AQL and the ath10k is *lovely*

It is not on CT, it is on mainline ath10k firmware and driver. It may have to do with devices leaving the network, e.g. phone leaving the house, it feels like the AP is then stuck perhaps still trying to send to that device, but after a few minutes the device is dropped from the AP and the rest of the devices seem to recover.

Have we ruled out that this WiFi stall-issue only occurs on ath10k (old, mainline) driver and not on ath10k-ct drivers?

i do wonder if a simple fix would be bypass aql for device with very low signal... i mean the problem seems really to be when a device is disconnected when it's too far from the router. In that specific case the algo try to optimize everything and fail as the device never actually respond back with the correct stats... @quarky any hint about this?

I would like to do some testing, is it possible to reduce CoDel target to 10 ms (currently is 20 ms). I know this might cause unnecessary drops, but I'm running a base rate of 24 Mbps without issues and this is for testing and don't mind reduced throughput at this stage.
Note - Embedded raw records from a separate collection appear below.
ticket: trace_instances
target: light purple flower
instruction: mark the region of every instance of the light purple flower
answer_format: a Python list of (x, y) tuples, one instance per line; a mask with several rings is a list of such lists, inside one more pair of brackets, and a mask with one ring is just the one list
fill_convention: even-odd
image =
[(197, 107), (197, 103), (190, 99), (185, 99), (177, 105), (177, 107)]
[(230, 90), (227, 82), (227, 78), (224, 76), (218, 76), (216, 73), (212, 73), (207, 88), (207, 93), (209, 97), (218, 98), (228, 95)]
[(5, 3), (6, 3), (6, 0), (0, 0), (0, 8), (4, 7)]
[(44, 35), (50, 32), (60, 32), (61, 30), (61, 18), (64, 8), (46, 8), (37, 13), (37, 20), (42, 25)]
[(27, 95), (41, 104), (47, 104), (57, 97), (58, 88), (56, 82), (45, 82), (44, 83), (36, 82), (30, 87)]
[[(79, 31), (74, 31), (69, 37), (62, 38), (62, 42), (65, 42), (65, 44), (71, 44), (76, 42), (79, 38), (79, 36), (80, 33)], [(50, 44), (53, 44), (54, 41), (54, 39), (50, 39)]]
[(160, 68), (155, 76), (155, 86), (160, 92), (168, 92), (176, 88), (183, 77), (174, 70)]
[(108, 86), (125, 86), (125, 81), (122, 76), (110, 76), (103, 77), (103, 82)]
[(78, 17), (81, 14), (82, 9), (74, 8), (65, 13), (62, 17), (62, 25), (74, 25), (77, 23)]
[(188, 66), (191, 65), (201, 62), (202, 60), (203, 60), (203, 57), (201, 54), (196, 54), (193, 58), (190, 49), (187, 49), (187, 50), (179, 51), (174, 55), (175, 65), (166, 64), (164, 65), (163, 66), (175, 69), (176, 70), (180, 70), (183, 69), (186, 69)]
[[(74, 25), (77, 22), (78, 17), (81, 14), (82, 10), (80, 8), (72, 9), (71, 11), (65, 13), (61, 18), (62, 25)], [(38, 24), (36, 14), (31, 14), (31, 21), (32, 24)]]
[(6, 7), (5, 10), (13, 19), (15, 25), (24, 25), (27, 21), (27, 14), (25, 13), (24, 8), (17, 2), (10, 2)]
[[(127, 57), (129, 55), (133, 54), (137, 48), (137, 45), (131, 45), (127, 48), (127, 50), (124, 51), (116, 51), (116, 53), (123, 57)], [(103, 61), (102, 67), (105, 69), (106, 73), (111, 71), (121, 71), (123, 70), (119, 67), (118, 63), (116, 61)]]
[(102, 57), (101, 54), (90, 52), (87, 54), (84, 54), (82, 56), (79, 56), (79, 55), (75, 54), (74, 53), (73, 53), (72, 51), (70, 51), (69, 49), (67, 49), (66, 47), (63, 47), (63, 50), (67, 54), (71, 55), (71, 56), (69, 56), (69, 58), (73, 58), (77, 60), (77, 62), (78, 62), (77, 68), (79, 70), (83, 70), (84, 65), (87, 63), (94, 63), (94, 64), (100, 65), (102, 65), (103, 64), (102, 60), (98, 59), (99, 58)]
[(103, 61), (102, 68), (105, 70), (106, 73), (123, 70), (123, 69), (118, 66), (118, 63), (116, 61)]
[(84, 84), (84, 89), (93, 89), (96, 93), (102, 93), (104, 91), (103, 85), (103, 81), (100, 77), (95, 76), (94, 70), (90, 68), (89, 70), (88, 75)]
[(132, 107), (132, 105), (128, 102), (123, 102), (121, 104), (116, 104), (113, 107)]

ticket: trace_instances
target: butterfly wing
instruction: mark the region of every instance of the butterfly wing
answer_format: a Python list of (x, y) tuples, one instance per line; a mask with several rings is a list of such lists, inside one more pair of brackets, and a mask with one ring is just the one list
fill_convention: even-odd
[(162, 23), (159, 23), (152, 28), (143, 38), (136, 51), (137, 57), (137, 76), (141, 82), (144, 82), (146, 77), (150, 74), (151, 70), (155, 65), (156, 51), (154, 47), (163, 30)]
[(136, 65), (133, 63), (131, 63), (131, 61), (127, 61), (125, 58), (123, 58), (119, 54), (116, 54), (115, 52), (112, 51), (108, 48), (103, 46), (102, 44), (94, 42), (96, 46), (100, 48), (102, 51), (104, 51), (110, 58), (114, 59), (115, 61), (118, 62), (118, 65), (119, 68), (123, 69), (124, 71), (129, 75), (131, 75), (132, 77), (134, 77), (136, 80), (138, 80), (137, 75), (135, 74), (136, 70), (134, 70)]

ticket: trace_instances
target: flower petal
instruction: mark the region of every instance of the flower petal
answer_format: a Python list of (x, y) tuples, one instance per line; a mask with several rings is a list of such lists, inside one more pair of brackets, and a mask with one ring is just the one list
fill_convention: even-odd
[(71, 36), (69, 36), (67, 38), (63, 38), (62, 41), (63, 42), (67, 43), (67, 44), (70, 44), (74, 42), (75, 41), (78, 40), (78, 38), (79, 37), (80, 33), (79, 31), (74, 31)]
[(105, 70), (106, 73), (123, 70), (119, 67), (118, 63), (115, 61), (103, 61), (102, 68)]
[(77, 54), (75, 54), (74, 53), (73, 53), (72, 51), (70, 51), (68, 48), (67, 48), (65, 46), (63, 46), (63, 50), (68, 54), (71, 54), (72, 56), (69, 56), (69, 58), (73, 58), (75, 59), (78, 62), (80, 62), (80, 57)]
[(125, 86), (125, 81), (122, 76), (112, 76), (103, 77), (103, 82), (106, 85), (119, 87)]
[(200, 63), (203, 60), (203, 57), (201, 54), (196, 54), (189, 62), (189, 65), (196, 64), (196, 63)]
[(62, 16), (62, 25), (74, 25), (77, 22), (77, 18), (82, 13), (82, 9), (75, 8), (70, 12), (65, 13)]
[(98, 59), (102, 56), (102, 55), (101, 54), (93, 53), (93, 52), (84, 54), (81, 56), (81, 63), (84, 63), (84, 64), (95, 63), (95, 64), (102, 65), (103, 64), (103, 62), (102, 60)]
Can it be done changing parameters through debugfs?

Sorry to bring this back to life. Was this change made at compile time? Or, is it exposed to be configured?

Well, my test with my E8450 didn't unveil anything in particular tho. I do notice that when my device is connected to the 2.4GHz interface, it tends to lag more than the 5GHz interface. Maybe we should have different AQL limits for different speed interfaces?

When I'm testing on my R7800, the signal strength is strong and I'm testing on the 5GHz interface only, and after a few days uptime, with client connecting and disconnecting, I hit extreme lag, and only a restart of WiFi or router will fix it.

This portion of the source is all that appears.